If your career plan has a blind spot for big data, a strategy of savvy adaptation could improve your outlook.
Introduction
The source, who agreed to speak off the record, had a solid professional background: an undergraduate degree in finance, the CFA charter, and portfolio management experience. But when asked if that combination would qualify him for an investment analyst or portfolio manager position at his current hedge fund employer, he candidly responded that it would not.
Credentials like the above might qualify an applicant for a nontechnical role at the firm, but job candidates with backgrounds in STEM—science, technology, engineering, and mathematics—have a much better chance at landing an interview. And though work experience at data-driven firms (e.g., Amazon, Facebook, or Google) would be a positive factor in an applicant’s favor, even candidates with those qualifications would have to pass a coding test to advance in the hiring process.
Welcome to the age of big data. Data-driven investment management will become more pervasive. News articles imply that programmers and computers are replacing traditional portfolio managers. Headlines shout, "How Computers Trawl a Sea of Data for Stock Picks" (Wall Street Journal) and "A New Breed of Trader on Wall Street: Coders with a PhD" (New York Times). Though a relatively small segment of the industry has fully incorporated big data analytics into its work, the ongoing fusion of data science and portfolio management is likely to affect financial analysts’ training and skill requirements. Other industries’ recent histories—retailing (Amazon) and advertising (Google), for example—indicate potentially significant disruption to the traditional investment management model. Firms that successfully incorporate data analytics earlier rather than later could gain a competitive edge in the perpetual search for alpha.
So, is it time to quit your finance job and reenroll as a full-time data-science student? That’s not necessary (unless you want to change career tracks). There is a more appropriate range of responses available that will help traditionally trained financial analysts adapt to the changing environment.
WE'VE BEEN HERE BEFORE
Data science isn’t the first disruptive quantitative approach to investing. Readers with a few decades’ experience will recall the focus on financial engineering in the late 1980s and early 1990s. Similar to today’s data analysts, many of the first financial engineers—the quants—were STEM transplants. (I recall a meeting with the manager of a large bank’s derivatives trading department whose analyst staff largely consisted of PhDs from the former Soviet bloc, including genuine rocket scientists. Most knew nothing of finance and spoke limited English when hired, but their training allowed them to work with high-level financial mathematics and write the code required for the resulting pricing models.)
The current transition is from financial derivatives research to more general business problems that aren’t necessarily tied to financial mathematics and theory, says Stuart Kozola, computational finance products manager with MathWorks in Natick, Massachusetts. "From my perspective, I see data science as kind of the quantitative finance 2.0," he says. "They’re tied more into an organization that has some problems. ‘Here is the data we have; let’s see if we can try and gain some insight by using the different types of data analysis, statistical analysis routines.’"

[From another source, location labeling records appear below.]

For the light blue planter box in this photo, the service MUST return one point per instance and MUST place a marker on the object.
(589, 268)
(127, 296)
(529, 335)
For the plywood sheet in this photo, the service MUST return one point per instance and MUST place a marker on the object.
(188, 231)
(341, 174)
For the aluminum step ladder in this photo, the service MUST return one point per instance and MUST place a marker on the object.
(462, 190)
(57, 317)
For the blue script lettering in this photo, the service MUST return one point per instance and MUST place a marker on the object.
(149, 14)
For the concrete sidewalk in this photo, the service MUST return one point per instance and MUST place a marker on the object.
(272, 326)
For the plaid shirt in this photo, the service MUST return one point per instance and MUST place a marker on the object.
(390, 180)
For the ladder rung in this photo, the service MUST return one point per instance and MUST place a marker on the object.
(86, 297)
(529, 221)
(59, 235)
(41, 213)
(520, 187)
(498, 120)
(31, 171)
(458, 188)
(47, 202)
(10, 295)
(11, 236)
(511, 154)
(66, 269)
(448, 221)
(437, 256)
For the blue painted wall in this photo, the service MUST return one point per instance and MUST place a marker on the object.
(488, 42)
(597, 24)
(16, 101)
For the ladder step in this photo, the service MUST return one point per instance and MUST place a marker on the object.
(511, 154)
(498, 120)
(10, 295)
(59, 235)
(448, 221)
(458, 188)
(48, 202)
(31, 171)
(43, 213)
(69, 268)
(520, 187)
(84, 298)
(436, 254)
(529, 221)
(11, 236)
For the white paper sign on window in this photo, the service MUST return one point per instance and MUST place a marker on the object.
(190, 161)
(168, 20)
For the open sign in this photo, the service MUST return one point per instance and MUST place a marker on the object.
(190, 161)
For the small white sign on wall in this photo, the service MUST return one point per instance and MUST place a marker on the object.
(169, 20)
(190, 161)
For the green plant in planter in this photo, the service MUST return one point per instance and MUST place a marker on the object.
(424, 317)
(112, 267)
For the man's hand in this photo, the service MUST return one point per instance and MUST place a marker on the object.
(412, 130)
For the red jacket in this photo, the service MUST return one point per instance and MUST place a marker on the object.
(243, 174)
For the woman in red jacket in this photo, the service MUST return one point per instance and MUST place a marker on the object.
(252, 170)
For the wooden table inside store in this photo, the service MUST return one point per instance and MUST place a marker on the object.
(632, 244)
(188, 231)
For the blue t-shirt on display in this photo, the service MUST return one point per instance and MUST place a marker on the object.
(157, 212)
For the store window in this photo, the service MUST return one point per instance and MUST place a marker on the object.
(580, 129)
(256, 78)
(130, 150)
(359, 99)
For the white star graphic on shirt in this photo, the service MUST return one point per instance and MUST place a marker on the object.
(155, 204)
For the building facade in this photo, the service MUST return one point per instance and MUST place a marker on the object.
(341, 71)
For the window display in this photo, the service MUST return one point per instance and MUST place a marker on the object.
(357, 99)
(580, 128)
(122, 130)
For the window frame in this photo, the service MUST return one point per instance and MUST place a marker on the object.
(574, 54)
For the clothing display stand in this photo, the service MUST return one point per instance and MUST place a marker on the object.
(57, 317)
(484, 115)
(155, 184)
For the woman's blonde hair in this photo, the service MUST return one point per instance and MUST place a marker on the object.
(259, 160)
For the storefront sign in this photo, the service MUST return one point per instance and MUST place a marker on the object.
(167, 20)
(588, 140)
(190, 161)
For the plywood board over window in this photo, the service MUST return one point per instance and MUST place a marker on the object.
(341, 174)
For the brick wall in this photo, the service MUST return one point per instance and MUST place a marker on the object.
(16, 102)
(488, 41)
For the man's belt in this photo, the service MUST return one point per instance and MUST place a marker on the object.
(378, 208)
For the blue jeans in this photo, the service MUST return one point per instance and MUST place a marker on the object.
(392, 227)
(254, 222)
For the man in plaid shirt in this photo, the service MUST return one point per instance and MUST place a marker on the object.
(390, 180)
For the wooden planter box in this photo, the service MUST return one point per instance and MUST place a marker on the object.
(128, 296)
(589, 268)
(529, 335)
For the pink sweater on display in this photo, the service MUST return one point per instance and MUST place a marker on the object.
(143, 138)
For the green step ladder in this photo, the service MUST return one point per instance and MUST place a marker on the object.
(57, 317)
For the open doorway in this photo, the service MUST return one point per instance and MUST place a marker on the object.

TWO TRACKS, SAME DESTINATION
Quants did not put traditional analysts out of business; firms incorporate both approaches successfully. But can analysis driven by big data coexist with the traditional approach?
A 2015 white paper from Citi Business Advisory Services ("Big Data & Investment Management") provides an informative example of how the methods can differ. The paper describes a hypothetical case in which a "discretionary fundamental" portfolio manager meets with executives from an energy company she follows. The executives’ body language provides cues that they are excited or nervous about the upcoming quarter. She conducts additional research by reviewing transcripts of the executives’ recently published remarks and makes site visits to the company’s facilities for impressions of business activity. Contacts in her professional network indicate that the company’s staff has been traveling overseas to one area more frequently than usual. Combining those inputs with knowledge of the company’s undeveloped energy fields leads her to conclude that the company may soon announce the opening of a new production facility.
This is classic analysis: weaving disparate information sources and fact patterns into actionable investment propositions. But the Citi paper points out that a data-driven approach could reach the same conclusion with an automated analysis of structured and unstructured data. The research could start with a linguistic analysis that scans documents, such as interviews and conference call transcripts, to identify executives’ increased repetition of specific phrases (e.g., "research and development") and their increased use of positive, forward-looking statements. If the search results indicate sufficient changes, the analytic software could then query public records to identify the company’s undeveloped properties, retrieve satellite images of those properties, and determine whether any sites exhibit noticeable changes (such as increased land clearing or building).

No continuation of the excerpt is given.